One day, after about six months of the weekly letters, a slim envelope arrived in Carlisle’s mailbox. He remembered the day, he told Einar, because the black January rains had been falling for a week, and his leg was aching is if it had been hit by the buggy only the previous afternoon. He went down his driveway to the mailbox, his bamboo cane in one hand and an umbrella in the other. The ink on the envelope smeared in the rain, and he opened it in his foyer, which was dark with paneled Pasadena oak. He read the letter as the water dripped from his hair onto the single page. “Einar is leaving me,” Greta’s letter began. “You are right. After ten years he is leaving me.” Immediately Carlisle considered driving over to the post office on Colorado Street and sending a telegram. He put on his rubber coat while reading the rest of the letter, and it was only then that Carlisle began to understand what Greta meant.

A second letter arrived the next day, and then another, the day after. What followed was an almost daily account of Lili. The pages were just as crammed with description as before, but now tiny sketches of a girl’s face would interrupt the sentences: Lili in a hat pinned with dry violets; Lili reading Le Monde ; Lili staring up, her eyes round, at the sky.

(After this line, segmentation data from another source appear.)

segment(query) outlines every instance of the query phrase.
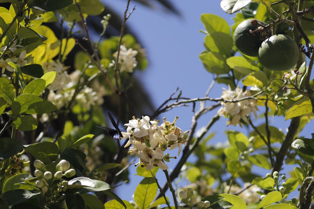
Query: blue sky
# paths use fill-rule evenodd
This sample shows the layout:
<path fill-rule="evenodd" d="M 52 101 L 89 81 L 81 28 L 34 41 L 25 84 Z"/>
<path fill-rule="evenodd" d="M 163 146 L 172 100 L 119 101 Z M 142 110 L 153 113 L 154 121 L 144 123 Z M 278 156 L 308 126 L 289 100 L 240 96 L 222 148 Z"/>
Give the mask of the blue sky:
<path fill-rule="evenodd" d="M 203 66 L 198 57 L 204 50 L 203 43 L 205 36 L 199 32 L 200 30 L 204 29 L 200 18 L 203 13 L 213 14 L 223 18 L 229 25 L 233 24 L 231 18 L 235 15 L 225 13 L 220 7 L 220 1 L 173 0 L 172 2 L 182 14 L 182 17 L 180 17 L 161 9 L 152 10 L 131 1 L 130 8 L 136 6 L 136 9 L 127 24 L 136 32 L 146 50 L 150 61 L 149 66 L 145 71 L 136 75 L 142 81 L 143 86 L 150 95 L 155 107 L 159 106 L 178 87 L 182 91 L 182 97 L 192 98 L 204 96 L 213 77 Z M 106 3 L 110 5 L 111 7 L 119 11 L 122 17 L 126 5 L 126 1 L 107 0 L 104 2 L 105 6 Z M 213 98 L 220 97 L 223 87 L 226 87 L 217 85 L 209 96 Z M 199 104 L 197 104 L 197 110 Z M 260 109 L 260 114 L 263 109 L 262 107 Z M 167 120 L 172 121 L 177 116 L 179 118 L 176 125 L 185 131 L 189 130 L 191 125 L 193 115 L 192 110 L 191 107 L 175 108 L 160 115 L 160 118 L 156 119 L 160 120 L 165 117 Z M 216 114 L 217 110 L 201 117 L 198 128 L 205 125 L 211 117 Z M 277 126 L 278 122 L 274 119 L 270 118 L 269 120 L 273 125 Z M 286 133 L 285 129 L 289 126 L 290 121 L 285 121 L 282 118 L 279 120 L 280 128 Z M 224 134 L 226 130 L 240 130 L 238 127 L 226 127 L 226 119 L 221 118 L 215 124 L 211 132 L 214 132 L 215 136 L 210 141 L 211 143 L 226 141 Z M 258 124 L 263 122 L 261 121 Z M 248 133 L 248 130 L 245 129 L 241 131 L 245 134 Z M 310 134 L 310 133 L 306 134 Z M 172 153 L 176 153 L 176 151 L 175 150 Z M 132 176 L 136 173 L 134 169 L 132 170 L 130 172 L 130 177 L 132 181 L 128 185 L 122 185 L 116 191 L 120 197 L 128 201 L 132 199 L 135 186 L 142 179 L 141 177 Z M 162 185 L 164 181 L 161 180 L 161 178 L 159 179 Z M 126 192 L 126 191 L 127 192 Z"/>

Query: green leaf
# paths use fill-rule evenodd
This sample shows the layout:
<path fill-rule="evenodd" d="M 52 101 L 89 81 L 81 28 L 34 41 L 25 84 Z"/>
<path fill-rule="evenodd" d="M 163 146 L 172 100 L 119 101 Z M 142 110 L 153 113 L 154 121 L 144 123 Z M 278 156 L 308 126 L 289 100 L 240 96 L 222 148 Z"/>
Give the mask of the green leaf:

“Then Greta started mailing me sketches from her notebook. Studies for her paintings of Lili. She sent me the one of Lili in the lemon grove. And Lili in the wedding party.” He stopped while the American girl served. “They’re beautiful. She’s beautiful, Einar.”

“Then you know.”

“It didn’t take me long to understand,” Carlisle said. “Of course I don’t know much about this,” he said. A small brown bird landed on the rail of the box. Its head revolved, looking for seed. “But I’d like to help. I’d like to meet Lili. To see if there’s anything I can do. You see, it’s Greta’s way of doing things, sending the letters and drawings. She ’d never come out and ask for help. But I can tell she needs it. I can tell she thinks you could stand some help, even more than she can give you.” And then, “It’s hard on her. You can’t forget that this is just as hard on her.”

“She said that?”

“Greta would never say anything like that. But I can tell.”

Einar and Carlisle watched the tennis. The day was warm, the girls toweling their faces. “Have you seen a doctor?” Carlisle asked.

Einar told him about Dr. Hexler. Just saying his name brought back the nausea; he could nearly feel a throb in his gut.

“I don’t see why you’d go to a medical doctor,” Carlisle said. “Shouldn’t you talk to someone about how you feel? About what you’re thinking? I’m going to take you to someone. I’ve looked up some names, and I’m going to take you to talk to someone who just might help. Help you resolve this once and for all. Not to worry, Einar. I have an idea.”

And this was what Einar remembered most: the sight of Carlisle’s long legs out of the corner of his eyes, the bad leg now at a hard angle. And the American girl on the court becoming sweaty, a wet spot developing on her blouse just beneath her breasts. And her face, which was dark and plain; and how her head was large and her arms long, and there was something about her that didn’t seem right. Like the thin tendril of a vein that pulsed up her forearm. Or the shadow above her lip. And how the whole stadium was rooting against her, more and more as she took a bigger lead against the blond girl from Lyon. It seemed the whole world was against her-everyone except Carlisle, who leaned over and said, “Don’t you want her to win? Wouldn’t it be more fun for her to win?”

First Carlisle drove Einar to see Dr. McBride. He was an American psychiatrist connected to the embassy, his practice on the rue de Tilsitt, down the street from the passport office. Dr. McBride had a wiry bush of hair and a mustache that was black and gray. He was heavy in the throat and stomach, and he wore white shirts starched as stiff as paper. He was from Boston, and during Einar’s meeting with him he kept referring to himself as a “black Irishman.” When he smiled, there was a flash of gold at the back of his mouth.